Миша молчал. Он укоризненно смотрел на друга, как бы давая ему возможность самому осознать свою неправоту.

— Я жду, потрудитесь объясниться, мистер моралист, или может правильнее будет сказать, товарищ моралист, — не унимался Эндрю и сделал приглашающий жест рукой. Через несколько секунд он повторил свой жест, подкрепив его мимикой. Майкл глубоко вздохнул и, наконец, заговорил:

— Эндрю, если ты на самом деле не понимаешь таких очевидных вещей, значит ты еще более безнадежен, чем я ожидал.

Эндрю весело усмехнулся, поглядывая по сторонам, как бы в поиске поддержки невидимых зрителей.

— Хорошо, я расскажу, какая моральная пропасть лежит между нами. Ты ставишь мне в вину, что я трахаю случайных телочек и не завожу ни с кем постоянных отношений? Ты также укоряешь меня за то, что я заказываю девушек за деньги, и считаешь мои действия аморальными. И тебе невдомек, что такое мое поведение как раз и демонстрирует ответственность, любовь и уважение к женщинам. Но, пожалуй, начнем по порядку.

Миша сжал правую руку в кулак и согнул ее в локте. Со стороны могло показаться, что он угрожает своему собеседнику. Эндрю подобрался на диване. Он, наконец, снова вернулся в комфортное для него амплуа наблюдателя.

— Давай сразу обозначим, Эндрю, что мне не нужен секс для самоутверждения… давно не нужен, — поправился Миша и зачем-то потряс кулаком. — Также он мне не нужен для размножения. Для меня секс — это прежде всего самый экологичный и полезный для здоровья способ получения удовольствия. Ну и во вторую очередь — это способ сблизиться и пообщаться с понравившимся человеком. Итак, — Миша сделал паузу, — постоянные отношения я не завожу, потому что не готов к созданию семьи и воспитанию детей, — на этих словах Миша разогнул большой палец. Теперь со стороны выглядело, будто Миша показывает другу одобрительный жест. — И это, стоит заметить, характеризует меня как ответственного и рассудительного человека. Я не создаю бесплодных союзов, не отнимаю у девушек время, которое они могут направить на поиск долгосрочного партнера и материнство.

Миша взял в левую руку бокал вина и сделал небольшой глоток. Теперь со стороны могло показаться, что парень показывает собеседнику, что вино в его бокале очень вкусное (вино и впрямь было замечательным).

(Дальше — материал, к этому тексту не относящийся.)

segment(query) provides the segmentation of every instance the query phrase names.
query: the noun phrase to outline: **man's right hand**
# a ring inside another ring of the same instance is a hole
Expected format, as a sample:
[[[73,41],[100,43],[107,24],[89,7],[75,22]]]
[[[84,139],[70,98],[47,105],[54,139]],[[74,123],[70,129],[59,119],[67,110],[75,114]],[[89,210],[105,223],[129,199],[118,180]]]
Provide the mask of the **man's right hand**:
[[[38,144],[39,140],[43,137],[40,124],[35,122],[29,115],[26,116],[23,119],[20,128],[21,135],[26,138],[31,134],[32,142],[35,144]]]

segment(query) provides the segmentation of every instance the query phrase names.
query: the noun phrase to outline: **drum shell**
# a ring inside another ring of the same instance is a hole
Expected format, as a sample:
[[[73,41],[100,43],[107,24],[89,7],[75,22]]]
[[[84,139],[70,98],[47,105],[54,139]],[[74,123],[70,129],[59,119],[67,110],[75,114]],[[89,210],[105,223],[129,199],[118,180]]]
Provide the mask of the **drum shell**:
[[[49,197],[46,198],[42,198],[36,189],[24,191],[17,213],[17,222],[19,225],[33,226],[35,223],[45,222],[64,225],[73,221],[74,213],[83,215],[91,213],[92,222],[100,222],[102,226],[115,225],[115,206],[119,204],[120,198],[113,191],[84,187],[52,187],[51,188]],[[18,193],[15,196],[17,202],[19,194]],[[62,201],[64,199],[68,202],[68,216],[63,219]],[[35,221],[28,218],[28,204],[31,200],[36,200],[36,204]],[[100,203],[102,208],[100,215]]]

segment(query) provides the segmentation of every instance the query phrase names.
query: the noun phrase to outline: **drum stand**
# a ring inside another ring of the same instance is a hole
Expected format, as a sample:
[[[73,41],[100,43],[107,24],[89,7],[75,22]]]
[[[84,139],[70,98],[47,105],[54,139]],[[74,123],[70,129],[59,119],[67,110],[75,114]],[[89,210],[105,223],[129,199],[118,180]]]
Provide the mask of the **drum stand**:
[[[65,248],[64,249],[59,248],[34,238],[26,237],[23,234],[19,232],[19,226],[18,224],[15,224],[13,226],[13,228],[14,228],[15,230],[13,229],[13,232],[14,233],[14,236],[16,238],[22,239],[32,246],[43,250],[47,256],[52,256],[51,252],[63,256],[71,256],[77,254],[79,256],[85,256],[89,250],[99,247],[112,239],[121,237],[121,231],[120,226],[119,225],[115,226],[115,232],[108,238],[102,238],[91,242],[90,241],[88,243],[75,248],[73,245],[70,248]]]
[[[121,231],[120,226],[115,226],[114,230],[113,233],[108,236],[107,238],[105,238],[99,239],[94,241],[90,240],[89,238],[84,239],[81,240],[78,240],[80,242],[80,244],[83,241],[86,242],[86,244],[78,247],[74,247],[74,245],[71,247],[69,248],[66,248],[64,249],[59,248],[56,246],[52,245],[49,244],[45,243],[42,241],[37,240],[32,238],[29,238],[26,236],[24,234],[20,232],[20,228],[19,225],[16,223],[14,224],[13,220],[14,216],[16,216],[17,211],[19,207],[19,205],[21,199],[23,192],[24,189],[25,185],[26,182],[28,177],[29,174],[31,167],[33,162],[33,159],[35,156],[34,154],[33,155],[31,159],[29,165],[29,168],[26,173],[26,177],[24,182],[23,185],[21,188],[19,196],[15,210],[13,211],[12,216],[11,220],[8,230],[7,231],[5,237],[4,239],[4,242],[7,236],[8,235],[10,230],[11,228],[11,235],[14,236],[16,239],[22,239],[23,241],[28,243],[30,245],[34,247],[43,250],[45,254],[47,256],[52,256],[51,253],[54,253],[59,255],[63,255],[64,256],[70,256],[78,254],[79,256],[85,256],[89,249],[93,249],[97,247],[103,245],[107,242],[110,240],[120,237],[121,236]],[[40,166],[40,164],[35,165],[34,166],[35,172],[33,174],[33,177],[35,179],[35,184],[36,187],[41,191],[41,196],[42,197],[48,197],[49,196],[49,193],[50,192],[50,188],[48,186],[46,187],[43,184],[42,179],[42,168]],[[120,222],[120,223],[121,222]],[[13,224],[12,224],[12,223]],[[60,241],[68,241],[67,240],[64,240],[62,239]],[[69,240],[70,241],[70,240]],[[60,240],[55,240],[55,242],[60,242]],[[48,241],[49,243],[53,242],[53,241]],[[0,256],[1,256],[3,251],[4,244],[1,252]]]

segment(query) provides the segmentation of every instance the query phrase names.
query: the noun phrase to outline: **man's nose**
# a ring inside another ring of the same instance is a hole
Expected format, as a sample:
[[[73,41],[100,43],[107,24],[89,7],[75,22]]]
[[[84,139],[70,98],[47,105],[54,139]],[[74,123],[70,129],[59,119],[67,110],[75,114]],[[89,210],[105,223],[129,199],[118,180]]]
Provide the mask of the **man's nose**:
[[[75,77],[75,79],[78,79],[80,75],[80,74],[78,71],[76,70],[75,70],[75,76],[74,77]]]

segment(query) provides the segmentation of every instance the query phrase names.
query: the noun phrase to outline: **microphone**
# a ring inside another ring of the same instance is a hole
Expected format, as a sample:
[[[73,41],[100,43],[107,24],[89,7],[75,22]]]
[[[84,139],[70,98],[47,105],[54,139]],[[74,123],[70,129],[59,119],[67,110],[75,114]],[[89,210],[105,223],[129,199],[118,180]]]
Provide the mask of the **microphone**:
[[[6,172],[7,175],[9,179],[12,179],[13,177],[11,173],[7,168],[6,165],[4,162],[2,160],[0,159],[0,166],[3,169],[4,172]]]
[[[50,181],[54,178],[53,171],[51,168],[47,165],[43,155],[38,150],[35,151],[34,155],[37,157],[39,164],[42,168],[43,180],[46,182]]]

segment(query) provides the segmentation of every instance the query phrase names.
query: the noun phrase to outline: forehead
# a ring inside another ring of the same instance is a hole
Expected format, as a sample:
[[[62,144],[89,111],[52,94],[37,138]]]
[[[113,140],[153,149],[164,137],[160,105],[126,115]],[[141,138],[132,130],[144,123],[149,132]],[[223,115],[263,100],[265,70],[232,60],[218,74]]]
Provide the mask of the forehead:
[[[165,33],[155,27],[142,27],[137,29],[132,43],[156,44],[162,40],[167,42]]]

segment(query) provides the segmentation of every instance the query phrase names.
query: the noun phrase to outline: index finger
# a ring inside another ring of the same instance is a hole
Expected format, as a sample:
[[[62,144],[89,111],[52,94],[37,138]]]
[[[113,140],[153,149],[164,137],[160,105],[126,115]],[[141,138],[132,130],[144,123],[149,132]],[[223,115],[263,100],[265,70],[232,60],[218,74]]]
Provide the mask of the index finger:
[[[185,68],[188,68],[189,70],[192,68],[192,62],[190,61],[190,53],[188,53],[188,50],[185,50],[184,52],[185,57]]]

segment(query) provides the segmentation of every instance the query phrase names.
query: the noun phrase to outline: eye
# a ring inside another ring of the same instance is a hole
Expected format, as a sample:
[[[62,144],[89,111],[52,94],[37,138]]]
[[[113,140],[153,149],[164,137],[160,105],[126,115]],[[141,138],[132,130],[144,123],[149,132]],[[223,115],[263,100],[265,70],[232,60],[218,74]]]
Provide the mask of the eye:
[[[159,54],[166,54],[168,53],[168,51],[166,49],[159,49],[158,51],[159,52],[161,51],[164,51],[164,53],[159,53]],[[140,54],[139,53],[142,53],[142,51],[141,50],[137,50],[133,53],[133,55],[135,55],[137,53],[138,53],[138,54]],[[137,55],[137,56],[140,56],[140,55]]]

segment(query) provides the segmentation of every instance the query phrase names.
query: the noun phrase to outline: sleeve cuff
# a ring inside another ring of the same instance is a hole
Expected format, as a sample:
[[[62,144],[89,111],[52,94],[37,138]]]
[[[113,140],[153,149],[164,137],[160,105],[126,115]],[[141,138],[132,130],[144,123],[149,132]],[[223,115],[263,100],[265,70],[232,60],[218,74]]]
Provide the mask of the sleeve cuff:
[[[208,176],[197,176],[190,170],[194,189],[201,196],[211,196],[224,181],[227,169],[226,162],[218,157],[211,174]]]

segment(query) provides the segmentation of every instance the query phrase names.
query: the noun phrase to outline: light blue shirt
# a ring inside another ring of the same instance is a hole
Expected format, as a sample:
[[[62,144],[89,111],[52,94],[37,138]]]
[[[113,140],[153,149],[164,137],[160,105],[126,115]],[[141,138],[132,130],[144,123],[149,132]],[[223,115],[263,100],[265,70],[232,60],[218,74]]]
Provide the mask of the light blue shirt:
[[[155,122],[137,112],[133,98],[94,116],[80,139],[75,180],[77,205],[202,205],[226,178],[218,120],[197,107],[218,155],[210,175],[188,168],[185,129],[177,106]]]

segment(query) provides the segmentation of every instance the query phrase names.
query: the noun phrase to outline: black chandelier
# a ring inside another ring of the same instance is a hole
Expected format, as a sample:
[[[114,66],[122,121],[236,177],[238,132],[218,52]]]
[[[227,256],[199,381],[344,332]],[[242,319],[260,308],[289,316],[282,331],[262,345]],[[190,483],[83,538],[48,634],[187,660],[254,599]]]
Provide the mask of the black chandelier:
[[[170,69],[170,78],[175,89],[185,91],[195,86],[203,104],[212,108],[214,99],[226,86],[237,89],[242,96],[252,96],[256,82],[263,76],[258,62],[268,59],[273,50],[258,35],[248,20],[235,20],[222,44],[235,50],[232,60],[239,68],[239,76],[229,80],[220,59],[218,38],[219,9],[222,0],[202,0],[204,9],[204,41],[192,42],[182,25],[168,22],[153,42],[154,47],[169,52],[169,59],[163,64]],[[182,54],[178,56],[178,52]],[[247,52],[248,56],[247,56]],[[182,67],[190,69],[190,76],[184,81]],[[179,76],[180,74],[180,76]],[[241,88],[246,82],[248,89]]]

— Я действительно люблю случайные знакомства с интересными девушками, — продолжал Миша. И эти знакомства часто… довольно часто заканчиваются сексом. И этот секс всегда происходит на основе взаимной симпатии, даже если эта симпатия возникает по пьяни. Я всегда предохраняюсь, никогда ничего девушкам не обещаю, не обманываю и не подаю ложных надежд. Я расстаюсь быстро, чтобы девушки не успевали ко мне привязаться и не испытывали страданий от прощания, — на этих словах Миша разогнул указательный палец. Теперь его жест еще более выразительно хвалил вино в бокале. — Это говорит обо мне как о человеке порядочном, чутком и заботливом.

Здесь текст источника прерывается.